Arrest Warrant Issued for Amy Goodman — Again

Amy Goodman Image by Democracy Now
In the introduction to Amy Goodman’s recent book, “Democracy Now! Twenty Years Covering the Movements Changing America,” the journalist and longtime “Democracy Now!” co-host describes her many run-ins with law enforcement.
“As reporters we shouldn’t have to get a record for putting things on the record,” she writes. And yet her “rap sheet” includes being detained in 1998 while covering pacifist activists who threw blood on a B-1 bomber at an Air Force base in Maryland; deported by Indonesian authorities in 1999 while trying to report on an independence referendum in Indonesia-occupied East Timor; arrested in front of the White House while covering an Iraq War protest in 2003; arrested at the 2008 Republican National Convention in St. Paul, Minnesota, while fighting for the release of “Democracy Now!” producers who had been detained while filming protests; and detained in 2009 at the Canadian border on her way to speaking about press freedom in Vancouver.

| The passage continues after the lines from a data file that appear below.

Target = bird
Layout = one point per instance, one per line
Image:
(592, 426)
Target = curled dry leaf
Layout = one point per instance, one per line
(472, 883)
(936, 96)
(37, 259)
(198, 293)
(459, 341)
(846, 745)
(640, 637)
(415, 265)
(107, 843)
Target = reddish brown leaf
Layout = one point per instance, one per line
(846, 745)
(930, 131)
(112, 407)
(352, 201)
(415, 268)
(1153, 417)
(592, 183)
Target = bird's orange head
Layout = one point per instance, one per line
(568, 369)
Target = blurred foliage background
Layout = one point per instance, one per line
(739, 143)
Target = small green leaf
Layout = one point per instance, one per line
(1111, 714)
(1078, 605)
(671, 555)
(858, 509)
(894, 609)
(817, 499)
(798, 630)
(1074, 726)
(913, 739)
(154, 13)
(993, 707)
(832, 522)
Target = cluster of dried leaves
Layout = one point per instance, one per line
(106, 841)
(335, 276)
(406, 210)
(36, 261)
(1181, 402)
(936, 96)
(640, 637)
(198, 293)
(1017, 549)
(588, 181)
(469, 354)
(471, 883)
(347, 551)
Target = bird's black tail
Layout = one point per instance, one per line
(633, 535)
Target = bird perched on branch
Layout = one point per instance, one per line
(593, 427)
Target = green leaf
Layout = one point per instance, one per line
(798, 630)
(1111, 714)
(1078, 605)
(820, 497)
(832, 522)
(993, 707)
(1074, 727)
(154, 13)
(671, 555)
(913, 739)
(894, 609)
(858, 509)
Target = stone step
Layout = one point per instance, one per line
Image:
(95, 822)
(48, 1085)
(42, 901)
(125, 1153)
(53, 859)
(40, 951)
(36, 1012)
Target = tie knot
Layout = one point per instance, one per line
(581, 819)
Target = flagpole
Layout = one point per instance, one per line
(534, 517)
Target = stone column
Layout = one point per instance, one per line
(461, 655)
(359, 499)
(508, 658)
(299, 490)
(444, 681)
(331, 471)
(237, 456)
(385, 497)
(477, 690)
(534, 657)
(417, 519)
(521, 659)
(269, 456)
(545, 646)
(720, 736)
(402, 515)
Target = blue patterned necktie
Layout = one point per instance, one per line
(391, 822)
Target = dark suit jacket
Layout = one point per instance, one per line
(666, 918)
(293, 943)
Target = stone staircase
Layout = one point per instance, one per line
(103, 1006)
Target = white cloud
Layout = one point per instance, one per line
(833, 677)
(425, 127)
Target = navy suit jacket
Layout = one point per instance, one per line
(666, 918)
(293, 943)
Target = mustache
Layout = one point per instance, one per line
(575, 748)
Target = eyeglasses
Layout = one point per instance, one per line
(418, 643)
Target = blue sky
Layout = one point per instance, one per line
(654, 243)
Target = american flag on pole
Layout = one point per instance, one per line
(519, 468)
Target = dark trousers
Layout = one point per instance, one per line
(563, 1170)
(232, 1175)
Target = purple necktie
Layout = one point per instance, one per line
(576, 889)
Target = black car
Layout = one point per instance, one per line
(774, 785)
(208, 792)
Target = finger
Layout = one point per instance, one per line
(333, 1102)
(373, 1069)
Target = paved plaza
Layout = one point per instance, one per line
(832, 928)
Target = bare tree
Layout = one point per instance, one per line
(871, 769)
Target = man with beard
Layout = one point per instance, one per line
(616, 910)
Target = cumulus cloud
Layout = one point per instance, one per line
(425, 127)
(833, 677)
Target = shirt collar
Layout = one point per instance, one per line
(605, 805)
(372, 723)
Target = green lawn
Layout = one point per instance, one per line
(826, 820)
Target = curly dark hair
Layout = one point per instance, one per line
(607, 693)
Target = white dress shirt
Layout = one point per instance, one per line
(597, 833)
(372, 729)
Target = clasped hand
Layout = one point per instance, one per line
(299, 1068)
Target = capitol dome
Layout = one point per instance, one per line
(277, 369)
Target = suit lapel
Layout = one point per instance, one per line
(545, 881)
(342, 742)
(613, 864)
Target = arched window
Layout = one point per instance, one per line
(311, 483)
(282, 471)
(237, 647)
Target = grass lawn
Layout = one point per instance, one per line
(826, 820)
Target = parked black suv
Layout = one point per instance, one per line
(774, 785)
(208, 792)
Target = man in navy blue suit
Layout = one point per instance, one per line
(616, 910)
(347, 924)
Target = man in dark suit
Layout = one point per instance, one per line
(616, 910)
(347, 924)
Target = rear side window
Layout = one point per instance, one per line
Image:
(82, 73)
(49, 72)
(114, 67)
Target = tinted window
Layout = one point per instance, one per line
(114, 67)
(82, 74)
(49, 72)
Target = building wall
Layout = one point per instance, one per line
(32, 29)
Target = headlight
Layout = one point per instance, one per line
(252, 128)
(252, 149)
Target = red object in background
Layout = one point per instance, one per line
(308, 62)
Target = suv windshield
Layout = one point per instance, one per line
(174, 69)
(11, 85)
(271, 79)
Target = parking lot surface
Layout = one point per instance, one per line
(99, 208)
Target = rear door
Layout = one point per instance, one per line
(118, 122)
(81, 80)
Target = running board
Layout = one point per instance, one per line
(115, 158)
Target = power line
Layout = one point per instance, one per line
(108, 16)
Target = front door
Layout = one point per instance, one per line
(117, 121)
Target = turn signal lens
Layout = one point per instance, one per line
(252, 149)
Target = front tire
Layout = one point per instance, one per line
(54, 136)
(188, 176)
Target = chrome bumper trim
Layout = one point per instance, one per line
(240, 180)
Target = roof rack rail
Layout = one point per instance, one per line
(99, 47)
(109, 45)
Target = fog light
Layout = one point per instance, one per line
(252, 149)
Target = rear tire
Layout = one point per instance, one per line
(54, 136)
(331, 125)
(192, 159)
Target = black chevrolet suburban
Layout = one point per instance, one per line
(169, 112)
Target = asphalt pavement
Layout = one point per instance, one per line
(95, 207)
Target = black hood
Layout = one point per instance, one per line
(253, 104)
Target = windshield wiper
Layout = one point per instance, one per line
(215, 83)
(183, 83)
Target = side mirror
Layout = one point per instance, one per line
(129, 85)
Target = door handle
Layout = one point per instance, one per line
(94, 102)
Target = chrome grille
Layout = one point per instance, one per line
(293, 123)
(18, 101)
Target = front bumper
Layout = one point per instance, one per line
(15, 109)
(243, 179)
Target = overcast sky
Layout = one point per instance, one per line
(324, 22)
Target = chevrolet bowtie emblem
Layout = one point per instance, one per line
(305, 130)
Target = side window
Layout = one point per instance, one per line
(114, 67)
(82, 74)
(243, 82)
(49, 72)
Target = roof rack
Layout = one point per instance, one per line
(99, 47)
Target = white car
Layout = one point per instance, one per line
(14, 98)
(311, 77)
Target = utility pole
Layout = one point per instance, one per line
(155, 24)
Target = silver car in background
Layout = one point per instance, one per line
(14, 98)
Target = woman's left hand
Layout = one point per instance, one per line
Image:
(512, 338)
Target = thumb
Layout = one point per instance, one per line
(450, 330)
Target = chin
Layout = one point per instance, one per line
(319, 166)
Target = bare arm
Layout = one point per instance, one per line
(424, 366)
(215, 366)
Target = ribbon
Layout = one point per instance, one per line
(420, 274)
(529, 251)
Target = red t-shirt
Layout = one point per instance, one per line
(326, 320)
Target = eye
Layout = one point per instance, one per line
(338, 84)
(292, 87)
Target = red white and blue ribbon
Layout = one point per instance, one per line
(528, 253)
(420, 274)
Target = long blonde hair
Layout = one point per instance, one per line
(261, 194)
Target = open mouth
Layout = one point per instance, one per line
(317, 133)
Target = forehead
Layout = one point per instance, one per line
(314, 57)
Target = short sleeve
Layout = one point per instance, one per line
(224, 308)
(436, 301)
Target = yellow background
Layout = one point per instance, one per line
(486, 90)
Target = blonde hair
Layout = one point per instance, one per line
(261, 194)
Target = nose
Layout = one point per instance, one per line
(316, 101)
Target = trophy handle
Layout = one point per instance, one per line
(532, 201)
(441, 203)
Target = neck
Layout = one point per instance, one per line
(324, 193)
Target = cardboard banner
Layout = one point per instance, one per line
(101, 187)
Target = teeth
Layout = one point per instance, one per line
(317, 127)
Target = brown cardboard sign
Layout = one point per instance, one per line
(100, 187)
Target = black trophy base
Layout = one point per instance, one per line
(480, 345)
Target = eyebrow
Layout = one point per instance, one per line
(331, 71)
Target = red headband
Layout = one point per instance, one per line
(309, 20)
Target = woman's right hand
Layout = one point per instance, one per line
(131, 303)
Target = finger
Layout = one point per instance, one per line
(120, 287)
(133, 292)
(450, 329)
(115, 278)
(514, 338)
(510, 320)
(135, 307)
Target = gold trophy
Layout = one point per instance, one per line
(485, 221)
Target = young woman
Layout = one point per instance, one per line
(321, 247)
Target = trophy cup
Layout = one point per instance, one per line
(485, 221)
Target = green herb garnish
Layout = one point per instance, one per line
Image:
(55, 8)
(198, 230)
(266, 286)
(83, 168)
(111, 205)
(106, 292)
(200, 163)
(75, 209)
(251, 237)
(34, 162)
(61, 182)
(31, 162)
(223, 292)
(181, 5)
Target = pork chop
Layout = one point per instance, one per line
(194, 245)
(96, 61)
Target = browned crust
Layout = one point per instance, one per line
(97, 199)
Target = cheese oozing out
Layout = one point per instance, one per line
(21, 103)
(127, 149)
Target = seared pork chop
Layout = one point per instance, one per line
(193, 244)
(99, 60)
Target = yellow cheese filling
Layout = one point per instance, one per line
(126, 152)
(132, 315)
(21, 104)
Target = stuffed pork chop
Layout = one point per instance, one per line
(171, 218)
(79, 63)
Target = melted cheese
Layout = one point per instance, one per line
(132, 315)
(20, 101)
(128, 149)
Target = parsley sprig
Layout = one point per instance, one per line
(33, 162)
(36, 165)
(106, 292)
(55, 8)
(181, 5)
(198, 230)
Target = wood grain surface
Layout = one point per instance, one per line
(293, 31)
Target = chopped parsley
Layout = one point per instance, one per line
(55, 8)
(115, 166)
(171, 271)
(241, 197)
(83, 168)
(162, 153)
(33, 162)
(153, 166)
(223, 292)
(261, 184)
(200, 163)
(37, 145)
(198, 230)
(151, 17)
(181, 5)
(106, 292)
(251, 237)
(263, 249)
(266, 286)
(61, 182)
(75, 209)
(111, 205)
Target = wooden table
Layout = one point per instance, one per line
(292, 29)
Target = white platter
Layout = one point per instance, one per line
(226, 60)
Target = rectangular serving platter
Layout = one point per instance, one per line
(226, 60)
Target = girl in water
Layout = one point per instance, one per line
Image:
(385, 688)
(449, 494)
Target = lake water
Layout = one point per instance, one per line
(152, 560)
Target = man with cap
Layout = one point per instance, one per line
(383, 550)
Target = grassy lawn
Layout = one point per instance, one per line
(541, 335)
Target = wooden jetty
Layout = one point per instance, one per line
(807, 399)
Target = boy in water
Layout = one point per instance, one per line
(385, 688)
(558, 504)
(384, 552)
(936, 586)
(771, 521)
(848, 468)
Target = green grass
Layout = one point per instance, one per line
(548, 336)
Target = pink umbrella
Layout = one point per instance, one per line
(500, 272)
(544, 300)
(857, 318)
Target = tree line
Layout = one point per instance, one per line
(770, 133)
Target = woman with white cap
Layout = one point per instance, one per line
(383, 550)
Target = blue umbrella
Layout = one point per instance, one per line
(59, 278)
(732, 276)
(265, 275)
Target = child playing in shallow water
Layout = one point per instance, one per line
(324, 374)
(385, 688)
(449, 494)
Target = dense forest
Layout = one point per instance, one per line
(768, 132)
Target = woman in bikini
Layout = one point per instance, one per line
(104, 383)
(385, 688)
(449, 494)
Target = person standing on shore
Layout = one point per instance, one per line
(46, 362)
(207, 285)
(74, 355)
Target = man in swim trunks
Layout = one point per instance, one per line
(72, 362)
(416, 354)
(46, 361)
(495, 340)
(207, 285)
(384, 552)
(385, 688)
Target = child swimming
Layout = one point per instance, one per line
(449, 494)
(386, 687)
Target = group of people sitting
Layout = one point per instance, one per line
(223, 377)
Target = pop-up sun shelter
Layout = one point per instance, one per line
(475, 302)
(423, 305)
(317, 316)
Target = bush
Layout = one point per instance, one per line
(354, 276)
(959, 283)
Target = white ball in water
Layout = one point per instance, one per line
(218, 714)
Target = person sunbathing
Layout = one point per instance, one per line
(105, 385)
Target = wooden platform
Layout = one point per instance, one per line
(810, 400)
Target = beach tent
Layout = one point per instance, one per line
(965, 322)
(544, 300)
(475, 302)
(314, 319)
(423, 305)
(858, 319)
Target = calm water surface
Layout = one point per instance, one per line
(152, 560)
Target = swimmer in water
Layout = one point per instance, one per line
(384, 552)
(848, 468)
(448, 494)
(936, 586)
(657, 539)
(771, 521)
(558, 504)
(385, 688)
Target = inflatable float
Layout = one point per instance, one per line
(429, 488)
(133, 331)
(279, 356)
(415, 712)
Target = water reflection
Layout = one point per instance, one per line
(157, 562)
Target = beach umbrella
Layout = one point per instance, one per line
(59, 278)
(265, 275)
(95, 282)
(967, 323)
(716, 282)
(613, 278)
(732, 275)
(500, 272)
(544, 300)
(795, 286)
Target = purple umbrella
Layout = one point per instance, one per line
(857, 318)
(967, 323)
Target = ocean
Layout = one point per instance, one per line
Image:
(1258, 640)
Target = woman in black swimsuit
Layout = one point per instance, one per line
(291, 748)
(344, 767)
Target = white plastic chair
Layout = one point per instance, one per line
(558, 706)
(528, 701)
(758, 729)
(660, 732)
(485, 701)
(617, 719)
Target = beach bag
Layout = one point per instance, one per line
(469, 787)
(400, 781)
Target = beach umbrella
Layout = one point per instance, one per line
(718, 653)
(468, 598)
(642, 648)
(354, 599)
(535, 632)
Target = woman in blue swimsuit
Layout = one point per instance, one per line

And, as of the last week, Goodman, can add a new entry to the list. On Saturday, “Democracy Now!” reported that officials in Morton County North Dakota had issued a “criminal trespassing” arrest warrant for Goodman, following her reporting on Native America-led protests against the construction of the multi-billion-dollar Dakota Access pipeline. One of her dispatches, a seven-minute video showing protesters attacked by dogs held on leashes by private security contractors, was viewed over 13 million times, and picked up by broadcasts from major networks. A few days later, the Department of Justice, Department of the Army, and Department of Interior announced that pipeline construction would be halted until its legality could be sorted out.
Goodman’s latest arrest has received coverage and stern criticism from other news outlets. And Goodman condemned it, herself, in a brief statement, saying, “This is an unacceptable violation of freedom of the press…I was doing my job by covering pipeline guards unleashing dogs and pepper spray on Native American protesters.”
Goodman, the granddaughter of a rabbi and a recent inductee to the I.F. Stone Hall of Fame at Ithaca College’s Park Center for Independent Media, was profiled by the Forward in April. That article quotes a section from Goodman’s recent book in which she describes her approach to covering political conventions and other events. “We have to get out onto the streets where the uninvited guests are — sometimes thousands of them,” she writes. “These protesters have something important to say as well. Democracy is a messy thing and it’s our job to capture it all.”